January 17, 2014
A roadside zoo big cat breeder in California is seeking to weaken that state’s exotic pet law, which protects public safety and animal welfare. California’s is one of the oldest such laws, requiring permits and inspections for facilities exhibiting dangerous wild animals.
The Humane Society of the United States and The Fund for Animals moved to intervene and defend the California law in a lawsuit filed by a member of the so-called “Zoological Association of America” who argues California’s exotic animal law is unconstitutional. The goal of the lawsuit is to avoid state requirements for caging and humane care of captive wildlife.

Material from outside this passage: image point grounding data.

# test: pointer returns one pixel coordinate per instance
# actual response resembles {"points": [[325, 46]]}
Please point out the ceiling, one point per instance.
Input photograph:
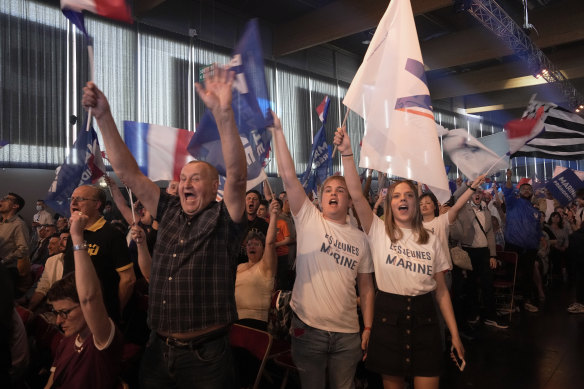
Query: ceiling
{"points": [[468, 67]]}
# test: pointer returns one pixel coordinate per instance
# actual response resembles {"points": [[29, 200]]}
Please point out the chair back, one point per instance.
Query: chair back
{"points": [[257, 342]]}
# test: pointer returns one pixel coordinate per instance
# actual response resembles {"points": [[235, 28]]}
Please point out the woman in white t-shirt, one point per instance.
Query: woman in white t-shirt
{"points": [[409, 264]]}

Unlike the Association of Zoos and Aquariums, a well-established zoological accreditation organization that promotes high standards for animal welfare, public safety and wildlife conservation, the deceptively named ZAA represents members with involvement in the exotic pet industry, some of whom have histories of animal abuse, wildlife trafficking and violent crime. California, like many other states, recognizes that AZA-accredited zoos can safely and humanely maintain dangerous wild animals in captivity, but does not afford the same legal status to roadside zoos such as ZAA facilities.
The HSUS and The Fund for Animals are represented by Beveridge Diamond P.C. and lawyers with The HSUS’ Animal Protection Litigation section.